00:04Il est 8h15, l'interview d'Amandine Bégaud au coeur de l'actualité.
00:07La drogue envahit les trottoirs, titre ce matin la Provence.
00:10Cette drogue qui est votre préoccupation quotidienne et qui gangrène aussi les campagnes.
00:14Pour en parler, vous avez invité le général Hubert Bonneau
00:17qui est le tout nouveau directeur général de la Gendarmerie Nationale.
00:19Et c'est d'ailleurs sa toute première interview au micro d'RTL.
00:22S'il vous plaît, bonjour et bienvenue.
00:24Bonjour Général Bonneau, bienvenue et merci de prendre la parole.
00:27On rappelle que la gendarmerie, c'est 95% du territoire français
00:31qui est sous votre contrôle aujourd'hui, donc une très large partie.
00:35On a longtemps pensé que le trafic de drogue se limitait aux grandes métropoles.
00:39Et bien c'est terminé.
00:40La Cour des comptes d'ailleurs, à hasard du calendrier, a publié son rapport hier.
00:4479% des communes sont désormais touchées, disent les sages.
00:48Est-ce que vous nous le confirmez ?
00:51Aucune zone aujourd'hui n'est épargnée ?
00:53Oui, je vous le confirme.
00:54Je vous le confirme.
00:55Aucune zone n'est épargnée par le trafic de produits stupéfiants.
00:58D'ailleurs, je crois qu'il faut dire qu'il y a une très grande porosité aujourd'hui entre les zones.
01:03Ce que vous appelez la zone de gendarmerie, la zone police.
01:06Mais aujourd'hui, vous pouvez avoir des points de deal en zone police.
01:09Il y en a quelques-uns en zone gendarmerie.
01:11Mais tout ça, c'est très poreux, s'il vous plaît.
01:13Il y a des livraisons, vous en avez parlé.

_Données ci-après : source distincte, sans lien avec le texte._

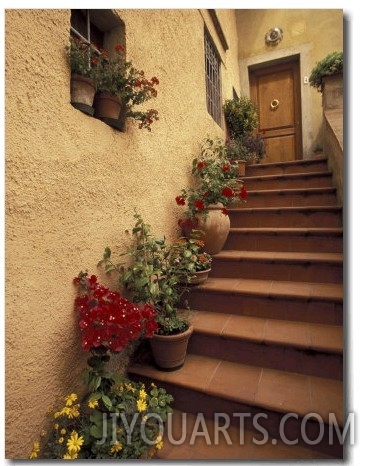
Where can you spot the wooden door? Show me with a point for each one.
(276, 91)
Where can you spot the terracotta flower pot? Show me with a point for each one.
(169, 351)
(82, 92)
(216, 227)
(107, 106)
(199, 277)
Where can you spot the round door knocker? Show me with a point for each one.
(274, 104)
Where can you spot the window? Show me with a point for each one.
(104, 29)
(212, 72)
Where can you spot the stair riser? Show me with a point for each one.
(321, 181)
(273, 169)
(321, 273)
(220, 409)
(284, 199)
(271, 356)
(284, 219)
(282, 308)
(248, 241)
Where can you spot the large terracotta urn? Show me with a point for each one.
(215, 226)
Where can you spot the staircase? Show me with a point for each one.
(268, 325)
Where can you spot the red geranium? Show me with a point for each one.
(107, 319)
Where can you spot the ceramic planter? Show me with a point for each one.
(169, 351)
(82, 92)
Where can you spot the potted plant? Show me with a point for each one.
(119, 84)
(190, 256)
(330, 65)
(157, 278)
(83, 61)
(117, 418)
(216, 187)
(241, 116)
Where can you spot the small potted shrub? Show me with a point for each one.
(116, 418)
(157, 278)
(120, 84)
(241, 116)
(82, 59)
(331, 65)
(216, 187)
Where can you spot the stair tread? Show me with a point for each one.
(302, 335)
(270, 389)
(319, 159)
(324, 189)
(274, 288)
(289, 230)
(266, 256)
(329, 208)
(287, 175)
(238, 448)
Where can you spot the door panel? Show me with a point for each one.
(276, 91)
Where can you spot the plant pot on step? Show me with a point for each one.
(107, 106)
(215, 226)
(199, 277)
(82, 93)
(241, 167)
(169, 351)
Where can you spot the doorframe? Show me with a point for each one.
(282, 56)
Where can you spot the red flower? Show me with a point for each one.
(119, 48)
(228, 192)
(243, 193)
(180, 200)
(199, 205)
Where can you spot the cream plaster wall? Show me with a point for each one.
(310, 33)
(72, 183)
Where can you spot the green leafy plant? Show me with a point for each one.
(215, 181)
(241, 116)
(117, 418)
(83, 58)
(154, 277)
(120, 78)
(331, 64)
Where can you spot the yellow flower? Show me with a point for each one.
(117, 446)
(142, 394)
(74, 443)
(159, 442)
(71, 398)
(34, 452)
(141, 405)
(93, 404)
(128, 386)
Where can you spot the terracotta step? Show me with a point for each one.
(211, 385)
(320, 179)
(294, 166)
(291, 266)
(286, 217)
(303, 347)
(284, 300)
(285, 239)
(230, 443)
(291, 197)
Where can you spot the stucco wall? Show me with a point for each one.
(72, 183)
(312, 34)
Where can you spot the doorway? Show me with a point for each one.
(276, 90)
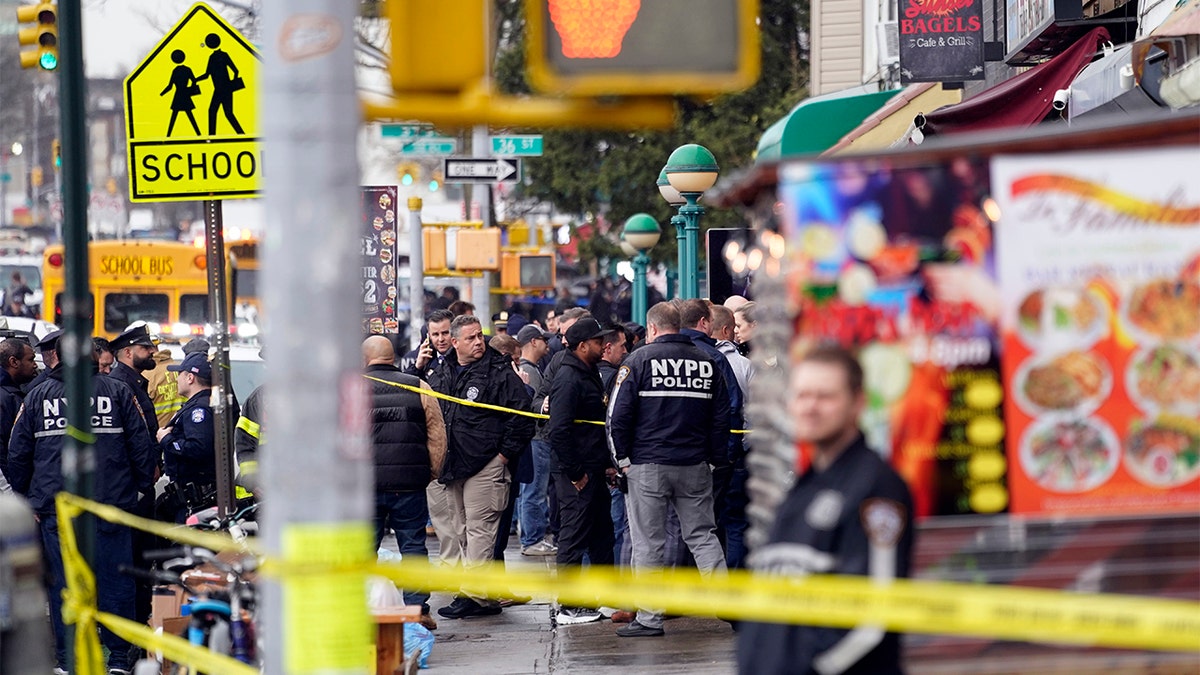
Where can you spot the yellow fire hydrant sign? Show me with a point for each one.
(191, 114)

01:15Il y a aussi un trafic qui se développe à travers Internet, à travers les réseaux sociaux.
01:19On parle d'ubérisation de la vente de produits stupéfiants.
01:23C'est une réalité.
01:2437% aujourd'hui des transactions régulières, ce sont toujours les chiffres de la Cour des comptes,
01:28s'effectuent par livraison via des commandes faites sur les réseaux sociaux.
01:31C'est ça, aujourd'hui, le trafic de drogue en zone rurale, notamment ?
01:34C'est ça, mais on trouve aussi dans certains bourgs, dans certaines communes,
01:39de temps en temps, des gens qui s'implantent.
01:41Ils s'implantent parce qu'ils vont récupérer une quantité de produits pour la vendre.
01:45Donc, ça s'apparente à des points de deal.
01:47Je pense que le vrai travail des gendarmes, il est à plusieurs niveaux par rapport à ça.
01:52C'est d'abord un travail de prévention.
01:54Il faut revenir aussi sur la prévention.
01:56L'année dernière, c'est plus de 60.000 jeunes qui ont été pris par les gendarmes,
02:02si vous voulez, dans la prévention, dans les lycées, etc.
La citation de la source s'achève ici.